Inhibition of G1 cyclin-dependent kinase activity during growth arrest of human astrocytoma cells by the pyrrolo-1,5-benzoxazepine, PBOX-21.

The present study examines the molecular mechanisms by which a member of a novel series of pyrrolo-1,5-benzoxazepines, PBOX-21, induces G I arrest in 1321N1 cells. PBOX-21-induced G I arrest is preceded by both a decrease in CDK2 kinase activity, which is critical for the G1/S transition, and a downregulation in cyclin D-3 protein expression levels, suggesting that these two events may be crucially involved in the mediation of the cell cycle arrest. The decrease in CDK2 activity may be due to an observed decrease in CDK2 protein levels following PBOX-21 treatment.
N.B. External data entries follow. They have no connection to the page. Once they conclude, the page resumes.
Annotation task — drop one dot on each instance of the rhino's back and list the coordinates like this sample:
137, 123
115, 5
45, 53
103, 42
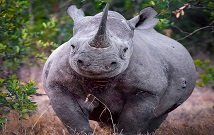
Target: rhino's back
172, 54
164, 65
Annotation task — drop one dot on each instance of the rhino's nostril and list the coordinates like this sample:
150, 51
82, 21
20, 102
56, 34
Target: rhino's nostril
80, 62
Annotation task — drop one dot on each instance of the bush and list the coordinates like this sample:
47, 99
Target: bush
206, 76
15, 96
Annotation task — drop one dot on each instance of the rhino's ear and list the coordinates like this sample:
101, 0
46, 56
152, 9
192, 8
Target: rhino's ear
75, 13
145, 20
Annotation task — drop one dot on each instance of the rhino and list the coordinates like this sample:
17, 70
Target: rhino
119, 72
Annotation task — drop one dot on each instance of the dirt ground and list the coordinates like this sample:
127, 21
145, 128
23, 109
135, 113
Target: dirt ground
193, 117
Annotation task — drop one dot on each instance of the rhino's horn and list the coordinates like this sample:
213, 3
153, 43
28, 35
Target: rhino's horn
101, 39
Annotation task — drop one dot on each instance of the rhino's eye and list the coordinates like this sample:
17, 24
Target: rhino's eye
72, 46
125, 49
Coinciding with the arrest is a reduction in the activity of CDK4, due to either the observed PBOX-21 induced downregulation in CDK4 expression, or a reduction in complex formation between cyclin D-3-CDK4 leading to a decrease in the levels of active cyclin D-3-CDK4 complexes with kinase activity. The level of CDK6 activity was also seen to be reduced following PBOX-21 treatment, also possibly due to a reduction in complex formation with cyclin D-3. However, this reduction in CDK6 kinase activity was not seen until after PBOX-21-induced G1 arrest has reached its maximum, and therefore may be viewed as a consequence of, and a method of maintaining the PBOX-21-induced arrest, rather than a cause. Also in parallel with the G I arrest elicited by PBOX-21 is an upregulation in the universal CDK inhibitor, p21. Furthermore, the retinoblastoma protein (Rb), a substrate of CDK2 and CDK6, whose phosphorylation is necessary for cell cycle progression, becomes hypophosphorylated. These results indicate that PBOX-21 exerts its growth inhibitory effects through the modulation of the expression and activity of several key G1 regulatory proteins.